Fears, For Now

Is modern fear addressed enough? I’m sure it is, I just don’t look in the right places. If you know of any spectacular articles, please feel free to send them my way. I try not to use this blog as a journal too often, but a lot of you are twenty-somethings that I closely identify with often, so I always hope that something I write will help you identify with me right back. September 8 to October 8, I am traveling—New York, London, Milan, Paris, and Minneapolis, and while I’ve thrived on being present and living in the moment in each city I’m lucky enough to experience, I’ve had a little grey puff clouding my head with worry. It’s been distracting and preoccupying, and I hope that by typing it out, it might dissipate—just a little—and I can live my last, lovely week in Paris with the hope that something even better awaits me on the other side.

Fear of guns.

As many of you know, I’ve been in Europe for the past two weeks. While I was in Milan, there was a shooting at the mall in the town where I live. Five were shot, and all of them died. It was a targeted shooting, which means the shooter was trying to harm someone in particular, but there were still five people that were killed for no reason.

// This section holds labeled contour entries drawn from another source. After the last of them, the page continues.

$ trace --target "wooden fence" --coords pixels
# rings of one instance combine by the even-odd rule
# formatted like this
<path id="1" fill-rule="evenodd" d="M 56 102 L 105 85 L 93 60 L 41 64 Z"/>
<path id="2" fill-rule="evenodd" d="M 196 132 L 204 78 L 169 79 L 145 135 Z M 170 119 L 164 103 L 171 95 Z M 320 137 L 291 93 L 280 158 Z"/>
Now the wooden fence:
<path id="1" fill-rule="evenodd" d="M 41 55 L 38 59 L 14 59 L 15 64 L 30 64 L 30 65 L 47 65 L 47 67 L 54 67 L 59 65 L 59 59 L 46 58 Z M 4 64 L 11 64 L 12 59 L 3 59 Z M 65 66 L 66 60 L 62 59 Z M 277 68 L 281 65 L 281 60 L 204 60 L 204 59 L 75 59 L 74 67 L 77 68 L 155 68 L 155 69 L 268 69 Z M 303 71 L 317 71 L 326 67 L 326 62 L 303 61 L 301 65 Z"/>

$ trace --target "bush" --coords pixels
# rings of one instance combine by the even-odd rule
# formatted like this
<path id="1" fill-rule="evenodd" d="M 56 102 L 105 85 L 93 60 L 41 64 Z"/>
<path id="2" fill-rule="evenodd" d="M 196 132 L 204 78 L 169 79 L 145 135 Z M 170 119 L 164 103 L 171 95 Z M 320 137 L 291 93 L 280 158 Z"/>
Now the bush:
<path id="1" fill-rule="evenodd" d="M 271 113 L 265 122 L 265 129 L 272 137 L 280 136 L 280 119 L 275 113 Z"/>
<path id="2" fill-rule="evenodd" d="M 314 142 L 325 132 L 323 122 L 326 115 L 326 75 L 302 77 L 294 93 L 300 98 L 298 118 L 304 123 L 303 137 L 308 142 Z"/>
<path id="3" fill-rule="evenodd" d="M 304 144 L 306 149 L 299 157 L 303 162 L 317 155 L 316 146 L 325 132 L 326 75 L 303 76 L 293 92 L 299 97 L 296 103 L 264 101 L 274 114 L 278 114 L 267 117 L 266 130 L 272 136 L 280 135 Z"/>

I’ll tell you I’m aware and up to date about the gun violence all over our country in the last few years, but I’ve learned—now—that it all changes when it’s this close to home. It makes me afraid to go back. It makes me afraid to go to home. Death is so finite, and while I don’t fear dying in itself, I do fear the immediacy of it, the aftermath, and the moments before in a situation like that. How do you go on and go about your day without feeling paralyzed by what could happen in the moments you can’t foresee? How can I ever go back to that Macy’s and browse the sale shoes like I do when I’m bored on Sunday evenings? An answer might be, “Eh, you’ll forget about it,” or, “You’ll get over it,” but what does that mean for the victims? What does that mean for the four women and one man that died at the hand of a cold and hating man this week? That we’ll forget them? Is it selfish to not want to be forgotten? Is it morbid of me to put these thoughts into words and publish them to the Internet?

Fear of my future.

I got this job. I accepted a job as a library technician in my town, and my immediate concern is that it isn’t the right time for me. A lot of you already know that I’m passionate about library work and how a library functions within a community, so I spontaneously applied for an open position a few weeks back. Surprisingly, I got it—surprising as in they adjusted the starting date to accommodate my month-long trip abroad. I felt so much pressure and desire to take it that my hesitancy was overwhelmed by excitement. Then of course, once I said yes, I immediately questioned the timing and my abilities and my blog and where am I going from here and how does this job fit? Will it ruin my life? Will it be the best thing that ever happened to me? How much time will it take away from writing my blog? What does that mean for truelane in the next two months? What if I find something I love doing more than blogging in the next two years? What if it means losing all of you that I’ve grown so fond of? I have to keep convincing myself that change does not equal loss. Becoming something more does not mean giving up what you have. Maybe it means truelane will become a book, or a magazine. Maybe it means I’ll become a librarian and wham, my life’s goals and desires will have flip-flopped. I can say 'maybe' as much as I want, but the possibilities still give me anxiety, and a reason to remain stagnant.

Fear of America’s future.

Whatever side of the fence you’re on, America is feeling the heat. It tires me to think of going back to the States and see twice as many headlines about the upcoming presidential election as I do here in France. For now, there seems to be no solution, so what does that mean for the next month? Why does no one know where America is going, and why can’t anyone work together to figure it out? I’m not saying that there is an Answer For All Time, but I want an answer for now. I want our country to grow with compassion, not with contempt (everybody wishes this, and then when you voice it they say ‘do something about it!’), but think about this—is there anything we can do about it? To me, it feels like there’s nothing I can do about it. I am registered to vote, and I will on November 4—but I don’t have political knowledge, and I don’t have the gift of public speaking, and I am not your typical person to stand on a parapet and announce my plans to change the world. I work in quieter ways, and often, it feels like the slowest—or even a standstill. Welcome to politics.

It’s hard/weird for me to publish this post because we’re all different. I’m in one situation, and you are in another, and we won’t always see eye-to-eye on things. A situation within the topics I’ve addressed above might and probably will be drastically different to various readers. Everything always seems to pile on my mind at once, and I often file my fears away as a midlife crisis (which happens to me weekly). But this month? My fears are a consuming presence. It takes a lot of energy to quiet them enough into just letting me sleep. I’m a smart person, but I’m not the smartest, or even wise. So for now, I don’t have answers, just questions that I only ever want to ask the universe—afraid, of course, of what the answers could be.